I've been sitting on this drawing for
three years and only just got around to putting some shading on it to make it readable. The intent was just to throw down some rough values but it turned into a two-day painting project ... I suppose it's earned it, waiting so long, and I'm still proud of the drawing, which I can't say for much I did that long ago.

Click for to make biggar!
This is based on the deliciously tense/flirty reading of this scene in the Arkangel recording of
Othello, which I will be posting to Tumblr tomorrow morning, but it is personal policy to give my handful of DW/LJ readers first crack at the art.
Longtime readers of this blog will know I'm really not into romantic stuff and certainly not shipping of any stripe, but this scene (and this reading of it) give these already interesting characters a very interesting – and very real – relationship, which makes them
even more interesting, which kind of isn't fair because they have so much already but I don't care I will eat it all up.

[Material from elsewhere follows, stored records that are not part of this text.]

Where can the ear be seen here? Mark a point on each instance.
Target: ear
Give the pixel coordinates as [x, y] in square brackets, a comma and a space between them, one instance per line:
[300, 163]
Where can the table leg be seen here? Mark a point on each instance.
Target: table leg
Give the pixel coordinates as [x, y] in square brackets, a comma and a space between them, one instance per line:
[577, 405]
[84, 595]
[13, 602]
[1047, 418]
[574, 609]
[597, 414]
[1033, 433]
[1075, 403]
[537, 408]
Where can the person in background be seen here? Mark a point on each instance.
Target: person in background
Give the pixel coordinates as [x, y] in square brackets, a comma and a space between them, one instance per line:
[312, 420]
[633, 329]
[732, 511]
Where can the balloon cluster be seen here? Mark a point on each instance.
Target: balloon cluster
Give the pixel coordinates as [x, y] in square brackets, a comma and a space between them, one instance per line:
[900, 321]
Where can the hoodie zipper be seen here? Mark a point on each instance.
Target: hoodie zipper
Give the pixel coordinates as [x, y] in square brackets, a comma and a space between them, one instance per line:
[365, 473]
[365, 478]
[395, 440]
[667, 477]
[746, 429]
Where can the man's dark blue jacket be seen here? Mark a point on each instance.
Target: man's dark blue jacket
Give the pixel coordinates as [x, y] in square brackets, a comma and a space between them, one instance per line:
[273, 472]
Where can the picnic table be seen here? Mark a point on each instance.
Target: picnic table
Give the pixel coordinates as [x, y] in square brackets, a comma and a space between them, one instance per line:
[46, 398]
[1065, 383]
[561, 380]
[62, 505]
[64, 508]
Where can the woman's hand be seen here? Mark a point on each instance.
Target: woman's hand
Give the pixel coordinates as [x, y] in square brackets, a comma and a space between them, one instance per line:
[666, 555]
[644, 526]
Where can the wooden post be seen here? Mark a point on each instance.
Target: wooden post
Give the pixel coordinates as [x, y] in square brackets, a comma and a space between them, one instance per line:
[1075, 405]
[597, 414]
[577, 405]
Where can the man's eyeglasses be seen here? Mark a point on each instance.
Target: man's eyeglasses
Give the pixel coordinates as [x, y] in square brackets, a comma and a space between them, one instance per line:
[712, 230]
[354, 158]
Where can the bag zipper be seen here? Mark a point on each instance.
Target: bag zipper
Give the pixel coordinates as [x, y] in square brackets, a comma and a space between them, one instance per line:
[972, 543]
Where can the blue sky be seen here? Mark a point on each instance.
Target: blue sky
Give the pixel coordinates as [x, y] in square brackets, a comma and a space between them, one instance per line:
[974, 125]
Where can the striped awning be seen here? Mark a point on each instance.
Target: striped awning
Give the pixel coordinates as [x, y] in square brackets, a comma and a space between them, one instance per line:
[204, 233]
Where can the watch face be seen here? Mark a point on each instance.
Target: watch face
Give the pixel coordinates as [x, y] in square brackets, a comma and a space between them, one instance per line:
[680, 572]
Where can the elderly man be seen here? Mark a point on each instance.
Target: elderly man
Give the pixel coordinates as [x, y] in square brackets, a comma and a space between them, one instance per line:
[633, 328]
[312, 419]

In other news, thanks to my mum's encyclopedic memory for names (a trait which, sadly, I have not inherited), I now know who the actor was whose Iago seared itself so strongly on my visual memory that I could recall him, to some degree, ten years later: meet
Alexis Baigue. Mr Baigue, if you've come here to find why your video suddenly had a spike in traffic, thank you for being so awesome in
Good Night Desdemona, Good Morning Juliet, and I hope you're not too weirded out by being immortalised as the personification of evil. Nothing personal, I promise.